Levinson si è unito Genentech nel 1980 come ricercatore e divenne Vice Presidente del Technology Research nel 1989; Vice Presidente della Ricerca nel 1990; Senior Vice Presidente della Ricerca nel 1992; e Senior Vice President della Ricerca e Sviluppo nel 1993.

Nel 1995, Levinson è diventato amministratore delegato di Genentech, e nel 1999, è stato nominato presidente.[5] Nello stesso anno, Levinson ha ricevuto il premio Corporate Leadership Award dell'institute di Scienze[6] ed è stato onorato con il Corporate Leadership Award dalla National Breast Cancer Coalition.[7]

Levinson è stato inserito nella Biotech Hall of Fame al Biotech riunione dei CEO del 2003. BusinessWeek ha nominato Levinson uno dei "migliori gestori of the Year" nel 2004 e 2005, e Institutional Investor lo ha nominato "Miglior CEO dell'America" nella categoria biotech per quattro anni di fila (2004-2007). Levinson ha fatto parte del consiglio di amministrazione di Google dal 2004 al 2009.[8][9]
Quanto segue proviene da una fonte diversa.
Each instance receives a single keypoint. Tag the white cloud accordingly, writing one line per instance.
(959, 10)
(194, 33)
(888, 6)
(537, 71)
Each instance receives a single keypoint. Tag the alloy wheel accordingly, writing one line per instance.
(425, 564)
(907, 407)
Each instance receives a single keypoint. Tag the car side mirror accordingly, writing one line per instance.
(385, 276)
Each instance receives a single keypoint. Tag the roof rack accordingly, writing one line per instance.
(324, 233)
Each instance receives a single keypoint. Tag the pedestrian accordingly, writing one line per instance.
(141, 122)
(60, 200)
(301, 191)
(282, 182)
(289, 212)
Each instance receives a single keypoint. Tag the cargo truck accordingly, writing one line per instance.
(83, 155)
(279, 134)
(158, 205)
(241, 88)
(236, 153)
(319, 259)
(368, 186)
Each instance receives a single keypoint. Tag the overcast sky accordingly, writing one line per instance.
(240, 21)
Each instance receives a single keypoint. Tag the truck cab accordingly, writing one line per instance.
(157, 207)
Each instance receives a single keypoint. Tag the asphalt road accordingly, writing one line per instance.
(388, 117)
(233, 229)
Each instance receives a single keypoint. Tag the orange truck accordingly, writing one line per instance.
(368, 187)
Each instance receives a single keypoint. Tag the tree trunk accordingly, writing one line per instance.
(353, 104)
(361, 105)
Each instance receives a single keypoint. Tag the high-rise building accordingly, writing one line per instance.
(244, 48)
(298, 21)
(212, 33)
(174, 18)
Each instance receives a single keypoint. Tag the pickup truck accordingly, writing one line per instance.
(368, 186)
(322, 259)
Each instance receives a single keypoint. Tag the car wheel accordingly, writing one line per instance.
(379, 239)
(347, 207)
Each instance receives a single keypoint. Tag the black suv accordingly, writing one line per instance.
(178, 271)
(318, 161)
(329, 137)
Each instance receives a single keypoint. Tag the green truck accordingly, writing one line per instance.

Nel 2006, la Princeton University ha assegnato a Levinson la medaglia James Madison per una brillante carriera nella ricerca scientifica e nel settore delle biotecnologie. Sempre nel 2006, Barron ha riconosciuto Levinson come uno dei "CEO più rispettati del mondo", e la Best Practice Institute ha posto Levinson sulla loro lista "Top 25 amministratori delegati". Nel 2008 Levinson è stato eletto Fellow della American Academy of Arts and Sciences e Glassdoor lo ha valutato come il "più bello" CEO del 2008 con un indice di gradimento del 93%.[10]

Nel 2010, la Biotechnology Industry Organization ha onorato Levinson con il Biotechnology Heritage Award e il San Francisco Exploratorium con il premio del loro direttore.

Levinson è autore o co-autore di oltre 80 articoli scientifici ed è stato un inventore di nome di 11 brevetti negli Stati Uniti[2].

Il 15 novembre 2011, Levinson è stato nominato presidente del consiglio di Apple in sostituzione di Steve Jobs.[11] Come presidente, il suo compenso totale per il 2012 è stato $ 457.222.[12]

Il 18 settembre 2013, Levinson è stato nominato amministratore delegato di Calico , una nuova società incentrata sulla salute e il benessere. L'azienda è stata creata e finanziata da Google.[13]

Nel 2014 ha ricevuto il Alumnus Summa Laude Dignatus Award presso l'Università di Washington, il più alto onore conferito a un laureato di UW.[14]

Vita personale[modifica | modifica wikitesto]

Ha sposato Rita May Liff il 17 dicembre 1978 e ha due figli.